Hybrid Mamba-Transformer with Frequency Enhancement for Single Image Deraining
摘要
Image deraining in complex rainy scenes remains a significant challenge due to the difficulty of disentangling rain streaks from background content and the lack of effective global context modeling. In this paper, we propose a novel Mamba-Transformer hybrid deraining framework for single image deraining. The encoder leverages Mamba modules for hierarchical feature extraction and efficient global representation, while the decoder incorporates Transformer-based attention mechanisms to enhance feature reconstruction. To overcome the unidirectional limitations of traditional state-space models, we introduce the Omni Selective Scanning (OSS) mechanism, which performs parallel spatial scans along six directions. To effectively remove raindrops that produce high-intensity frequency components in specific orientations, we integrate frequency-domain processing with state-space models and attention mechanisms. Specifically, the Frequency-Enhanced Omni Selective Scanning (FOSS) block in the encoder combines the fast Fourier transform with state-space modeling to isolate rain components in the frequency domain.

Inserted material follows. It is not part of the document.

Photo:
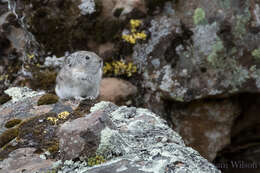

In the decoder, the Spectral Band Self-Attention (SBSA) module suppresses low-frequency rain streaks, while the Spectral Enhancement Feed-Forward (SEFF) module refines feature representations. Extensive experiments on multiple datasets demonstrate that our framework significantly outperforms state-of-the-art methods in rain removal, while maintaining superior performance in diverse rainy conditions and preserving fine-grained scene details.